Benchmark Suite

The Benchmark Suite

The purpose of AI benchmarking is to

assess the merits and limitations of various AI solutions,
rank the multi-GPU systems and software platforms, and
interpret the measurements.

AI benchmarking is currently experiencing intensive growth, characterised by the appearance of numerous benchmark suites. Variety is good, but it makes the selection of suitable benchmarks more challenging since at present there is no generally accepted set of benchmarks let alone an agreement within the AI research community or industry.

In BASE-II, we suggest a characterisation approach which describes the resource requirements of AI applications in terms of computations and data movements for predicting runtime and scalability. The work on benchmarking is an ongoing effort the aim of which is to keep pace with the latest development of GPU chip design.

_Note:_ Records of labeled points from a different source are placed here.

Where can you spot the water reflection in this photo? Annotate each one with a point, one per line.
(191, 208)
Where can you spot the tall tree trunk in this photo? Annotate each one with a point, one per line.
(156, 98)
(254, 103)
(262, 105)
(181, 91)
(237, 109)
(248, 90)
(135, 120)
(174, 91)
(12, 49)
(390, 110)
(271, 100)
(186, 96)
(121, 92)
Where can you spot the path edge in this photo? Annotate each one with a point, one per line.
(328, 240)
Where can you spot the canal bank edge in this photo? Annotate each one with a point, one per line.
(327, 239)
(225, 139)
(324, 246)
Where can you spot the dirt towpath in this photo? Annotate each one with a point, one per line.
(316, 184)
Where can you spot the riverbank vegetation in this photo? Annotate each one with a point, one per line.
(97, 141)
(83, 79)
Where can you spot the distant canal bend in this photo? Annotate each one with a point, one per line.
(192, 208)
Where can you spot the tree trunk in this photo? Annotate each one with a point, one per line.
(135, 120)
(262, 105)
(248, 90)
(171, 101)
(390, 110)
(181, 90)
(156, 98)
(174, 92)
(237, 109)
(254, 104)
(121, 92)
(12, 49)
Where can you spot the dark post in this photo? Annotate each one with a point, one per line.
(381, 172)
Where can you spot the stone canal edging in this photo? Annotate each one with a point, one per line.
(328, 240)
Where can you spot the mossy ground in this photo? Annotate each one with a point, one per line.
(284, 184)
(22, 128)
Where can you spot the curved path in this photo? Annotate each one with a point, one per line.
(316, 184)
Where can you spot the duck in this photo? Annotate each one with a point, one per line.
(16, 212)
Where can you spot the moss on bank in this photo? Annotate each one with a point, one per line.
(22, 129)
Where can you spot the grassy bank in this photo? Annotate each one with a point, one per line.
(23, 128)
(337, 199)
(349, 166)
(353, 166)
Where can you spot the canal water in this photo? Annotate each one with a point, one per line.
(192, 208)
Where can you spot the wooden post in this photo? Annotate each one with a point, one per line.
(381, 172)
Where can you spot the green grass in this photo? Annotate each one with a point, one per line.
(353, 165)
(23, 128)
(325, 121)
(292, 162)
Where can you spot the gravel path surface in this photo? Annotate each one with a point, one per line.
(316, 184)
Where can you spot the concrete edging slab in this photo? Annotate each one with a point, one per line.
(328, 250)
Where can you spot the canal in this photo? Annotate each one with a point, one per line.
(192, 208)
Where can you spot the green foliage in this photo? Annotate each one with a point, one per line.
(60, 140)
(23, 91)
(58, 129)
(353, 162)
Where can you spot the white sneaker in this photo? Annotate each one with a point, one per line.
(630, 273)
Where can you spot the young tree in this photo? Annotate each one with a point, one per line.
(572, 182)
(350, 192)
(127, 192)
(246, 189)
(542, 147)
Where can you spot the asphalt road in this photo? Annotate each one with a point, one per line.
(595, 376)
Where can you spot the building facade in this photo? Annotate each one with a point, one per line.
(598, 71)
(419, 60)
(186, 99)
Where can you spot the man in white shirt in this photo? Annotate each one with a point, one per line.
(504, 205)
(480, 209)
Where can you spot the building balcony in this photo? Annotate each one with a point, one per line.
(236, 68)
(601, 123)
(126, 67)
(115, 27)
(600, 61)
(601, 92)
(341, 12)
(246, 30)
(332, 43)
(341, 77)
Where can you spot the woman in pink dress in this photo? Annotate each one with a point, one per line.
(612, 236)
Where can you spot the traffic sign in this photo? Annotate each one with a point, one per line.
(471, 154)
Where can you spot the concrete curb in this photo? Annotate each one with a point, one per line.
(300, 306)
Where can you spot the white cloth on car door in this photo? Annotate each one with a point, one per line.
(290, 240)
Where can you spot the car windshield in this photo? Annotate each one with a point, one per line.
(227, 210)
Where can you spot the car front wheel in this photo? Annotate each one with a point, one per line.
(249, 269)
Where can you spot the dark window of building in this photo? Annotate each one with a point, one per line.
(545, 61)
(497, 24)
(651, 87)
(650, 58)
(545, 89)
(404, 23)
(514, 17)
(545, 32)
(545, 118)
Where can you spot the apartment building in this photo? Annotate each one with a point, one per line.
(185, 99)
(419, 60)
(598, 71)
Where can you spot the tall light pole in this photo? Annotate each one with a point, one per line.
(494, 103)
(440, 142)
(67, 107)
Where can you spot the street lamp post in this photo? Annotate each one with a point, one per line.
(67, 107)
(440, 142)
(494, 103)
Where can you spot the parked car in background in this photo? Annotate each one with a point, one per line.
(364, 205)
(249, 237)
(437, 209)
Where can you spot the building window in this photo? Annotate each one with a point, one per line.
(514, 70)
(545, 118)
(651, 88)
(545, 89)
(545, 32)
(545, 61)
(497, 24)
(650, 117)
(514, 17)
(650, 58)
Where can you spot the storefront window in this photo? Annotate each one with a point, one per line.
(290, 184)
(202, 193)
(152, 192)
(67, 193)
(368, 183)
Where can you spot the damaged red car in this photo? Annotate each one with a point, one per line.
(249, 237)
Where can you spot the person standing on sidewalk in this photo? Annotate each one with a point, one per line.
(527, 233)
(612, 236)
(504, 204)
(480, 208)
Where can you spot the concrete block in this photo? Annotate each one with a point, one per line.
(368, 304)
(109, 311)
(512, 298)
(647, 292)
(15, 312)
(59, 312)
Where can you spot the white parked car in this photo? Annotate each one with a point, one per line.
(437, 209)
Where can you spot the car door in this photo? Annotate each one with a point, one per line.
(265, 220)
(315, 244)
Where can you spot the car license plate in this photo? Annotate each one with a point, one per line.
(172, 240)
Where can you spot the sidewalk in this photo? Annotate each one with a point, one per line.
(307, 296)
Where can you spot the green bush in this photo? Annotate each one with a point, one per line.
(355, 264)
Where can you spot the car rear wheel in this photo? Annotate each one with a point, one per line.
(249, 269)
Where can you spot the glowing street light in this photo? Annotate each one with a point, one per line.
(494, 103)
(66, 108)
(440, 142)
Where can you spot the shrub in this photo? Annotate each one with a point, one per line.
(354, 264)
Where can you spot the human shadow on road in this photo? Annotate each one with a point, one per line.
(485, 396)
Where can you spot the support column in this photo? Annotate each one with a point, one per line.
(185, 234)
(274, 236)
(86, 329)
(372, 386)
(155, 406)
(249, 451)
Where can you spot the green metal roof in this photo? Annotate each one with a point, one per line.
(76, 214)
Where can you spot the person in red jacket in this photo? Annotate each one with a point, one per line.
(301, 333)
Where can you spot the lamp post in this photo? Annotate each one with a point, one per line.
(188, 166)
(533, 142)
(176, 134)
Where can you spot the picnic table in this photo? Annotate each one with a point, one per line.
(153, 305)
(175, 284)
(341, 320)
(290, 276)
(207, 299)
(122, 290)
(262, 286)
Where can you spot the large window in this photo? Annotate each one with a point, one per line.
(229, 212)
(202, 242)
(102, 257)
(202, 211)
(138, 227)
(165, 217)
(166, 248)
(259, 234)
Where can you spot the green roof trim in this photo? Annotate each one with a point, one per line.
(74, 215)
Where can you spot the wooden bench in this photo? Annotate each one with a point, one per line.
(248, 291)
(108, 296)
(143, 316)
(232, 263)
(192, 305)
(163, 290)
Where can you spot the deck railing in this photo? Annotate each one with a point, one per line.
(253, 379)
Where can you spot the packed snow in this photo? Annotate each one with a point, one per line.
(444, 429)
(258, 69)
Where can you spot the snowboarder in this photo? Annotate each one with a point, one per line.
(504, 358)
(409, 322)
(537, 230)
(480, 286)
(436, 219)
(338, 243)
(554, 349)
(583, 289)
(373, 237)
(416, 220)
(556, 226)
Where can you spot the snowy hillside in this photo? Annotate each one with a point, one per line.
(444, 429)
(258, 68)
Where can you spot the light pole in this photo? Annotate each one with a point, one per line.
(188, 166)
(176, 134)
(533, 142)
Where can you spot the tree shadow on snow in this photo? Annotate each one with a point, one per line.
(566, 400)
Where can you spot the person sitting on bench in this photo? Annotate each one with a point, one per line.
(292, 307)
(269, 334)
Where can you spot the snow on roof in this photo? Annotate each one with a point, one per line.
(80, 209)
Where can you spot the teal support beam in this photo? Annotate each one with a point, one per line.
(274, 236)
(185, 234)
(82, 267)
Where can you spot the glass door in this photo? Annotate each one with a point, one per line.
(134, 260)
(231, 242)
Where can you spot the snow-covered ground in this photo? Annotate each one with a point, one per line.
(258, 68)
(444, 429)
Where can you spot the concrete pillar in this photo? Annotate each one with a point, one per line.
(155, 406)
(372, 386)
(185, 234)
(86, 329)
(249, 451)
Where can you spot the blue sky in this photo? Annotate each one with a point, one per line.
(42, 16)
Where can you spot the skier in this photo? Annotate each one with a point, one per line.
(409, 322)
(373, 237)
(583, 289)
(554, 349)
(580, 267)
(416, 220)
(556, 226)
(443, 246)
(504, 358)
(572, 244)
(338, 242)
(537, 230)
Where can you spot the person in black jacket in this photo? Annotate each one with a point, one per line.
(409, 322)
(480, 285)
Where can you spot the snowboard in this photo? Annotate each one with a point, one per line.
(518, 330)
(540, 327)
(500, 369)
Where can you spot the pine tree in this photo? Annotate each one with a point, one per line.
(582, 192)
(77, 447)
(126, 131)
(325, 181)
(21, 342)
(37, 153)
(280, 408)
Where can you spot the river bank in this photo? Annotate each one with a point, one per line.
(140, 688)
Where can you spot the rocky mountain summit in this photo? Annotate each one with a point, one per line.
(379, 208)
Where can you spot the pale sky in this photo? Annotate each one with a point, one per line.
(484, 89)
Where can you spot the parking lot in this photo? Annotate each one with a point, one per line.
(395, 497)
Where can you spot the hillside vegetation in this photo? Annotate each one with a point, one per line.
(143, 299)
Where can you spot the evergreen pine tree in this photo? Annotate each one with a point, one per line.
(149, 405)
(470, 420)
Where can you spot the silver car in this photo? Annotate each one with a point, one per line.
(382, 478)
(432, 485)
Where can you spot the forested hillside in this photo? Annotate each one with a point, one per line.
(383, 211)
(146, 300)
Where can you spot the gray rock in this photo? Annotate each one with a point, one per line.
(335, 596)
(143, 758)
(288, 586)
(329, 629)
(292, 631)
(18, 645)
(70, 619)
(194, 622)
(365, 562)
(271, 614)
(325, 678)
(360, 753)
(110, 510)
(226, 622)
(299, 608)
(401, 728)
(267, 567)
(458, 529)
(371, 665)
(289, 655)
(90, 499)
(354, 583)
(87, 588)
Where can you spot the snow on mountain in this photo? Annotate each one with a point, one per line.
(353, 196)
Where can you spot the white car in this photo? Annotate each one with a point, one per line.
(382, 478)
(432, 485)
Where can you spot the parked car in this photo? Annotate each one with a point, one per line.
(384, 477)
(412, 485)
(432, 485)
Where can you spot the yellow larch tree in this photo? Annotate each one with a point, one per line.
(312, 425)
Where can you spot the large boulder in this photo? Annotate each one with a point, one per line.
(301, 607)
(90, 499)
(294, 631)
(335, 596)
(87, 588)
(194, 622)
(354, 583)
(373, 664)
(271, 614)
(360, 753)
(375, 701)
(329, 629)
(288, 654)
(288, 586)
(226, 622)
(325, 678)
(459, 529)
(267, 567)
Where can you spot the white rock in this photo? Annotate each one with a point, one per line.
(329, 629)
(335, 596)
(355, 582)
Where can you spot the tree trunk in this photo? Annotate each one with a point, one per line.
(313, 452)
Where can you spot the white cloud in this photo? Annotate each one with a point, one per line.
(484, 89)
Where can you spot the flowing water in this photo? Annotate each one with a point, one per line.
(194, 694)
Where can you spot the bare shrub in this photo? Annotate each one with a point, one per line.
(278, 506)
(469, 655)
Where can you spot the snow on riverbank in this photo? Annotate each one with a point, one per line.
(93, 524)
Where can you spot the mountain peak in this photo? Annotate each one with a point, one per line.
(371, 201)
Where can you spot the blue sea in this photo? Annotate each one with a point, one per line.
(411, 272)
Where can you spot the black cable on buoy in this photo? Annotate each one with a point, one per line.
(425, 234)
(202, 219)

The current repository BASE-II Benchmarks contains small, medium and large-scale benchmarks, where

- Small benchmarks measure the runtime of frequently used operations and the key hardware parameters.,
- Medium size benchmarks focus on convolutional networks (ResNet, VGG) and transformer models (GPT, BERT, T5), and
- Large size benchmarks represent complex applications drawn from various domains such as numerical weather prediction, material science and natural language processing.

Small Benchmarks

Deriving algebraic expressions for predicting the runtime, power usage and scalability of AI applications is an important step of the benchmarking activity. These algebraic expressions combine parameters of the workload and the multi-GPU system. A collection of simple benchmarks has been developed for measuring the key performance characteristics such as FLOP rate of GPUs, memory, communication and I/O bandwidths. The FLOP rate of frequently used operations is also measured which includes matrix multiplication, vector operations and collective communications. The advantage of these benchmarks is that they are simple, portable and the measurements are easy to interpret.

Medium-sized Benchmarks

The medium size benchmarks represent convolutional (ResNet, VGG) and transformer networks (GPT-2, BERT, T5).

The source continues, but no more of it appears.